An old idea for astronomical imaging is undergoing a technology-driven renaissance
Nestled in the mountains of southwestern British Columbia is a nondescript building that might easily be mistaken for a church or a ski chalet. Little about its appearance would suggest that hidden within is one of the largest astronomical telescopes in North America. Yet on clear nights, the steeply sloping roof rolls back, allowing the telescope to record images of the stars and galaxies passing overhead. More remarkable, however, is the fact that the heart of this telescope—the primary mirror, which collects and focuses light—is a rotating dish of liquid mercury.
Conventional astronomical telescopes, of course, employ glass mirrors for this purpose. The largest, the Keck twin 10-meter telescopes atop Mauna Kea in Hawaii, actually use segmented primary mirrors, each composed of 36 hexagonal elements. These mirrors must be carefully ground and polished, to an accuracy of a few tens of nanometers, before being coated with a thin layer of aluminum or silver to make them reflective. Such mirrors also require a complex support system to prevent temperature changes or the force of gravity from distorting the surface. And for most large, modern telescopes, a system of sensors and actuators actively controls the shape of the mirror on a fine scale so as to counteract the distortions created by the atmosphere, a strategy dubbed "adaptive optics." These instruments are technological marvels, but they cost an enormous amount to build, roughly $10 million for one with a 6-meter-diameter mirror. Amazingly, comparable precision can be achieved simply by rotating a dish covered with mercury.
The principle is elementary and known to all first-year physics students. The surface of a liquid in equilibrium is a surface of constant potential energy. (Any variation of the potential along the surface would constitute a force, which would cause the liquid to flow). Normally, the potential energy of an object is just proportional to its height. So the surfaces of most liquids are flat or essentially so. But suppose that one rotates a liquid at a constant angular speed about a vertical axis. The potential energy of any tiny parcel of fluid now has two components, one that increases with height and another that decreases with distance from the rotation axis—or rather, with the square of that distance. That particular combination of dependencies makes the surface take on the shape of a paraboloid.
By happy coincidence, a paraboloid is exactly what is needed to focus light. Incident rays that are parallel to the axis are reflected so that they come together at one spot, the focal point of the mirror. Parallel rays arriving from other directions are not focused so perfectly. But with the addition of three or four lenses placed close to the focal point, good image quality can be obtained over an extended field of view.

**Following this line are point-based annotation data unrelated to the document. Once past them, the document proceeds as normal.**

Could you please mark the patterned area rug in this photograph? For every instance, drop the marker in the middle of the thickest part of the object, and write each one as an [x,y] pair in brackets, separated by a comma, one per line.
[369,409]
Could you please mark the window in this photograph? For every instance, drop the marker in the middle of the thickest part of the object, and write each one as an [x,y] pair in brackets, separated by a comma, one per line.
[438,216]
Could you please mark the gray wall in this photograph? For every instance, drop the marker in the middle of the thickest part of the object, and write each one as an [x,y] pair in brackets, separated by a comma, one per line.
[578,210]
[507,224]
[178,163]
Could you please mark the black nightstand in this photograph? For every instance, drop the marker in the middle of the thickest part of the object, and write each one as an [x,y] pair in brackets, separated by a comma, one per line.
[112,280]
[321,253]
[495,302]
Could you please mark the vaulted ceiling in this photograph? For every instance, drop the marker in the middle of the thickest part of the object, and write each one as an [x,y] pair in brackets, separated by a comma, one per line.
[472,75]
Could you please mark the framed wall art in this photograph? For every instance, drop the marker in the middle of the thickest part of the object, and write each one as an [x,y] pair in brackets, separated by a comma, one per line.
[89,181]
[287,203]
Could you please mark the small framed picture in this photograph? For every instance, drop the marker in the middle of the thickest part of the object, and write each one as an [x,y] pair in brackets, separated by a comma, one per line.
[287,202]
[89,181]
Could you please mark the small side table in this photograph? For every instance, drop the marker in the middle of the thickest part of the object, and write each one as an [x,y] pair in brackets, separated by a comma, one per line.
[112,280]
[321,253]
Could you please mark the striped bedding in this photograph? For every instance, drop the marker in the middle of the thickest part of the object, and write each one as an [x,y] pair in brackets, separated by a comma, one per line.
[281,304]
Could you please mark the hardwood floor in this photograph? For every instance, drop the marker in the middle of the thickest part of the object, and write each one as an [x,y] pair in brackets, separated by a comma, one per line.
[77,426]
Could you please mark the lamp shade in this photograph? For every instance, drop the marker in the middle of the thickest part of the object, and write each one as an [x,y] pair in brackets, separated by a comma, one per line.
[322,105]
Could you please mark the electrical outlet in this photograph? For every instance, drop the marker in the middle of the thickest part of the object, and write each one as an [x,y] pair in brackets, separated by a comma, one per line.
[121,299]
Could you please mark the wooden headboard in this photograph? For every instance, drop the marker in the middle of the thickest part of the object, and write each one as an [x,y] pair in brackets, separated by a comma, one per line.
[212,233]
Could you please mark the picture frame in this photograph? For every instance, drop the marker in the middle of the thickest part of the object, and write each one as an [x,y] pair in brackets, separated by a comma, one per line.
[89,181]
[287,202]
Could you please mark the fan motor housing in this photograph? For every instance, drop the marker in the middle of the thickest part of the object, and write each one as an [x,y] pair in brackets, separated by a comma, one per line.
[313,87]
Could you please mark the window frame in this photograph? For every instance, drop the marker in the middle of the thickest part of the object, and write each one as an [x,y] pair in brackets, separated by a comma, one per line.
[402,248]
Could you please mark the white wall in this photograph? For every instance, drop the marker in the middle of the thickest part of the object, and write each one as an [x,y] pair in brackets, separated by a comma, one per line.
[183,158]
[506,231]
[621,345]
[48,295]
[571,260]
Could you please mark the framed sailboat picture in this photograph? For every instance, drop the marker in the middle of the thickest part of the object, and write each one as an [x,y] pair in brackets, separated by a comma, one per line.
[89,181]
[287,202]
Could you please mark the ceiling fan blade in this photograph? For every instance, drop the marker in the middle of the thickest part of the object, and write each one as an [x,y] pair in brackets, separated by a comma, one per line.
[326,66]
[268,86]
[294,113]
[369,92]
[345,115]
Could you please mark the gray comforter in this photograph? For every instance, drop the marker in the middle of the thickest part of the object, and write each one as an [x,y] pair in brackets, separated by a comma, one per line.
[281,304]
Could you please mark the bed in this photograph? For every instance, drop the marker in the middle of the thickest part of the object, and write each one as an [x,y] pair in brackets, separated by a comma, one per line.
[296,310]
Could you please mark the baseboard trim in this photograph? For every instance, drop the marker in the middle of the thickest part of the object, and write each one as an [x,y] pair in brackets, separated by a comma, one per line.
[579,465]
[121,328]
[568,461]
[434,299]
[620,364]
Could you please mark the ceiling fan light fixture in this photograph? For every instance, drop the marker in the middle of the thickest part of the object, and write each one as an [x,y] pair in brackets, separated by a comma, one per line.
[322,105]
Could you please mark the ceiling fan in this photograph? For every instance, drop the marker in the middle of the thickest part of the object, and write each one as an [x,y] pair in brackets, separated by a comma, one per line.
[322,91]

Most large astronomical telescopes thus employ parabolic (or nearly parabolic) primary mirrors and secondary mirrors or lenses to correct off-axis aberrations.
The idea of using a rotating liquid to focus light is an old one. The Italian astronomer Ernesto Capocci of the Osservatorio di Capodimonte in Naples was the first to describe this possibility in print, in 1850, although he never put the idea into practice. The concept was initially demonstrated in 1872, when Henry Skey of the Dunedin Observatory in New Zealand constructed a 35-centimeter-diameter liquid mirror in his laboratory. In 1909, the American physicist Robert W. Wood of Johns Hopkins University built the first complete liquid-mirror telescopes. Wood's most successful model used a mirror that was 51 centimeters in diameter. It rotated on a mechanical bearing and was turned by a motor using a drive belt consisting of fine threads of India rubber. With this telescope, Wood was able to resolve the e Lyrae quadruple star system, which has component stars separated by as little as 2.3 arc-seconds. Such performance is quite impressive—within a factor of 10 of the theoretical diffraction limit for a mirror of that size.
Still, Wood's telescope was not very practical. It was plagued by vibrations and a small but noticeable wobbling of the mirror. What's more, imprecise speed control gave rise to fluctuations of its focal length. Because the rotation axis had to be vertical, the telescope could observe only a small area of sky directly overhead, and the rotation of the Earth resulted in constant motion of the images. Such problems took much of the luster off the idea of using liquid-mirror telescopes for astronomy, which explains why this strategy was abandoned for the next 73 years.